Segundo ele, os apartamentos ficavam nos andares mais altos do edifício, o que aumentava significativamente o valor de mercado dos imóveis. “Eu tinha uma unidade no 4001 e outra no 3901. Esses apartamentos mais altos têm um valor maior”, explicou.

De acordo com Antonio, sem autorização prévia, uma das unidades foi substituída pela construtora. “Eles trocaram o meu 4001 pelo 3301, sem me consultar nem nada. Mas eu aceitei aquilo porque já tinha passado um ano e eu não sabia”, contou.

Ele afirma ter recebido oficialmente apenas a unidade 3901, cuja escritura foi concluída em dezembro de 2025. Já o outro imóvel nunca foi transferido. “O outro eles ficaram me enrolando com a documentação, dizendo que não dava para transferir. Mas eu estava pagando condomínio, IPTU, pagando tudo. Todos os encargos”, afirmou.

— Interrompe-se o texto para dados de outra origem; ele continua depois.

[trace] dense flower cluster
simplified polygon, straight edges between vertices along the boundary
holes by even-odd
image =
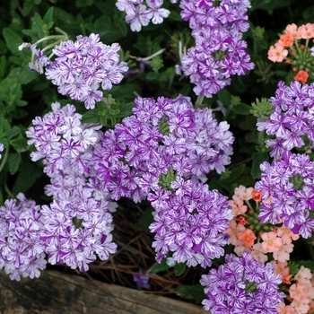
[[[46,268],[40,206],[20,193],[0,207],[0,268],[11,279],[39,277]]]
[[[208,299],[204,309],[213,314],[276,313],[284,293],[278,292],[282,283],[271,263],[264,265],[250,254],[241,257],[227,255],[225,265],[203,275],[200,283]]]
[[[210,109],[194,109],[183,96],[135,102],[134,115],[107,131],[94,153],[99,179],[113,199],[140,202],[161,177],[168,176],[169,188],[176,174],[198,182],[212,170],[224,170],[234,138]]]
[[[131,30],[140,31],[151,21],[153,24],[161,24],[169,16],[170,12],[162,8],[162,4],[163,0],[118,0],[116,6],[126,13],[126,21],[131,24]]]
[[[85,271],[95,253],[104,260],[117,249],[110,234],[115,205],[107,190],[98,188],[91,158],[101,126],[81,125],[82,116],[73,105],[60,109],[54,103],[52,109],[43,118],[36,118],[27,131],[28,144],[37,148],[31,159],[44,158],[44,171],[51,178],[46,194],[54,198],[40,212],[40,240],[49,263]]]
[[[170,250],[178,262],[209,266],[223,254],[226,237],[219,233],[232,216],[226,198],[199,182],[230,162],[229,126],[218,125],[208,109],[194,109],[183,96],[137,98],[133,112],[95,149],[99,182],[115,200],[151,202],[157,260]]]
[[[212,97],[231,83],[231,75],[244,75],[254,64],[245,52],[242,32],[249,30],[248,0],[181,0],[181,17],[189,22],[196,47],[181,57],[180,70],[190,76],[196,95]]]
[[[58,86],[58,92],[69,94],[83,101],[86,109],[93,109],[102,100],[100,84],[105,91],[118,84],[128,67],[119,63],[120,46],[104,45],[100,35],[77,36],[77,40],[66,40],[52,50],[57,56],[46,70],[46,77]]]
[[[172,191],[155,188],[148,196],[156,210],[150,230],[156,232],[153,248],[158,253],[157,260],[171,251],[178,263],[210,266],[211,259],[223,256],[228,240],[222,233],[232,218],[227,197],[210,191],[206,184],[182,178],[173,181],[171,188]]]
[[[284,222],[293,233],[307,239],[312,235],[314,219],[314,162],[307,154],[284,152],[283,159],[261,165],[261,180],[256,188],[263,192],[263,199],[271,196],[270,204],[260,206],[259,219],[273,224]]]
[[[314,140],[313,100],[314,83],[278,83],[275,96],[269,100],[274,112],[266,120],[257,123],[258,131],[266,130],[267,135],[275,136],[266,141],[267,146],[273,148],[272,157],[278,158],[284,151],[303,146],[306,137],[310,142]]]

Tentativas de acordo não avançaram

Segundo Antonio, ao perceber indícios de irregularidades, ele tentou negociar alternativas com a empresa responsável pelo empreendimento. “Quando eu percebi que o negócio estava cheirando golpe, tentei de todas as maneiras fazer um acordo com eles”, relatou.

Ele chegou a propor a troca da unidade por outro imóvel em empreendimentos da mesma incorporadora, como o Arte Verde, também localizado no Setor Marista. “Já que eles não dispunham mais da minha unidade no Skygarden, tentei trocar para pegar uma unidade no Arte Verde, que é um padrão um pouco inferior. Eu faria qualquer negócio para não ter um prejuízo grande”, disse.

Segundo ele, nenhuma proposta foi aceita. “Me enrolaram mais uns meses, ganhando tempo. Tentei pegar em outros imóveis deles, também não funcionou. Todas as propostas que eu fiz nenhuma foi aceita e eles nunca fizeram uma proposta de aceite para mim”, declarou.

Antonio afirma acreditar que o suposto esquema tenha sido praticado de forma sistemática. “Tem mais uns dez casos de pessoas semelhantes. Então foi um golpe planejado”, afirmou. Segundo ele, o padrão das negociações seria repetido com diferentes compradores do empreendimento.

“Eles repetem o mesmo padrão com o pessoal que comprou. É o mesmo padrão que eles utilizam”, disse. O investidor estima que o prejuízo atualizado ultrapasse R$ 2,2 milhões. “Hoje, em torno de R$ 2 milhões e R$ 200 mil. É um apartamento de 230 metros quadrados. Se você colocar R$ 10 mil o metro quadrado, é o mínimo naquela região do Marista, porque é um prédio nobre”, afirmou.

Antonio Luis Moreira informou que registrou nesta terça-feira, 19, denúncia formal junto à Delegacia Estadual de Repressão a Crimes Contra o Consumidor (Decon). O caso se soma a outras denúncias já investigadas pela polícia envolvendo o modelo de comercialização do Residencial Skygarden Marista.

A investigação aponta suspeitas de alienação fraudulenta de imóveis, uso irregular de contratos de Sociedade em Conta de Participação (SCP) e comercialização de unidades antes do registro oficial da incorporação imobiliária. O Jornal Opção mantém o espaço aberto para manifestação da defesa de André Bueno Fleury de Amorim e das empresas citadas na reportagem.